Hey, remember Alejandro Amenabar? For certain viewers, the Spanish director seemed well on his way to becoming one of the great saviors of genre cinema in the late 1990s and early 2000s — the kind of guy who could take otherwise tired horror and science-fiction concepts and give them new life. His breakthrough 1997 hit Open Your Eyes (remade — inferiorly — by Cameron Crowe as Vanilla Sky), offered a mind-fuck psychological sci-fi thriller that was actually moving and not cheap and manipulative. His Nicole Kidman–starring classic The Others was the rare big-twist horror hit that actually improved upon second viewing. Later, the stylized quadriplegic drama The Sea Inside won an Oscar and firmly established Javier Bardem as one of the finest actors of his generation. His last film was 2009’s Agora, an expensive historical drama that dared to suggest the ancient world’s shift towards Christianity wasn’t necessarily the greatest thing to ever happen; it starred Rachel Weisz as a brilliant pagan scientist in Alexandria who ran afoul of religious zealots.
I mention all this not because it’s amazing that such a valued director has taken so long only to reemerge with what appears to be a let’s-dump-it-in-February horror flick, but also because somewhere amid those previous works might lie the key to what he’s trying to do in Regression. The film, set in 1990, opens with a title telling us of the reports and fears that ran rampant in the late 1980s about Satanic cults around the country. It then follows dogged Minnesota police detective Bruce Kenner (Ethan Hawke) and Dr. Kenneth Raines (David Thewlis), a British psychoanalyst specializing in regression therapy and hypnosis, as they investigate the possible abuse and rape of a young woman (Emma Watson), allegedly at the hands of her father (an appropriately haunted David Dencik). But the story doesn’t quite check out, and suspicion spreads to a fellow cop (Aaron Ashmore), and to the girl’s creepy cat-lady grandmother (Dale Dickey), with gathering evidence that there might be a Satanic cult at work in this devout small town, sacrificing babies and kidnapping people and whatnot. Kenner is a gruff skeptic at first, but the more he hears, the more he gets pulled into this alleged world of evil and cruelty.
All that seems like a good opportunity for moody portent and terrifying set-pieces, but the story is at once too basic and too cluttered. It’s all built around Kenner interviewing a series of people, with occasional dream sequences and nightmarish visions thrown in (with the requisite, albeit ineffective, jump scares). As the increasingly obsessive Kenner gets lost amid all the accusations and admissions and revelations, we never quite get the sense that we’re meant to take any of it all that seriously.
That’s not to say that the film doesn’t take itself seriously; Amenabar maintains a grim atmosphere throughout, and one of Regression’s few pleasures is its visual elegance, with its dimly-lit interiors alive with demonic possibility. But as the fog of suspicion, driven by dream visions and constantly changing stories, moves and gathers from person to person, we never quite grasp what we’re supposed to accept as fact. That’s not a bad thing in and of itself, and Amenabar is clearly interested in the power of suggestion to change one’s memories and beliefs. But it’s also hard to get involved in a story when you don’t actually know what the story is.
It doesn’t help that Hawke, who is usually solid in these genre films, is never convincing in his gruff single-mindedness. He’s supposed to be a no-nonsense cop, yet seems dopey in his gullibility. Watson, meanwhile, has little to do besides look wounded and vulnerable. She’s not bad at first, but the story gives her increasingly little to do and her performance becomes tedious. Thewlis is his usual interesting self, but the film does little with his character, whose religious skepticism and faith in science could have made for a compelling counterpoint to Hawke’s from-the-gut detective.
There’s an idea in Regression, and it ties into Amenabar’s previous films, many of which were about how our beliefs and assumptions create prisons of meaning, preventing us from seeing outside our perceived reality.

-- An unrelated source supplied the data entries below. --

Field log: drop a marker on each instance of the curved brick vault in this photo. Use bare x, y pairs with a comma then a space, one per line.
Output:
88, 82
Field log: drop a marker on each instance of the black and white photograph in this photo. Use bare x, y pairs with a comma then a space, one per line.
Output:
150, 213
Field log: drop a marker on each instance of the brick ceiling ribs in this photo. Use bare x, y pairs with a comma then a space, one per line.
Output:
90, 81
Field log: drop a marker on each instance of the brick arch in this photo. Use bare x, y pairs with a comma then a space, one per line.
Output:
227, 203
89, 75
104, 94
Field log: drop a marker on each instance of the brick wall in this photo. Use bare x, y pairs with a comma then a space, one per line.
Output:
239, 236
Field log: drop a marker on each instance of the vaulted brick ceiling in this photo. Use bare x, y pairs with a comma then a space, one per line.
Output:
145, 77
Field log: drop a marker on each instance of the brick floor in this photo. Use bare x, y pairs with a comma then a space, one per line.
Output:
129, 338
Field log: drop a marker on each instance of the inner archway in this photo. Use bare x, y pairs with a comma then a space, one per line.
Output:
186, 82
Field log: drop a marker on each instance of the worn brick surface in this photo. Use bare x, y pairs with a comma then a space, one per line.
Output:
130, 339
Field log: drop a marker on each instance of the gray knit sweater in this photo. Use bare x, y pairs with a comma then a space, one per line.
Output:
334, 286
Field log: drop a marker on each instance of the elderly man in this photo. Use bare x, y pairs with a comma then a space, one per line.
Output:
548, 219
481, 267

And his suspicion of religion and dogma from Agora clearly remains. Unfortunately, by trying to work those ideas into an uninspired horror-mystery set-up, complete with attempted cheap thrills, he undoes their integrity and resonance. Perhaps a story like this needed to be a drama. Or maybe, with its constant, almost comical shifting of blame, a dark satire. Instead, it’s wound up as the worst of all possible alternatives: a disposable genre movie that cannot scare, convince, or enlighten.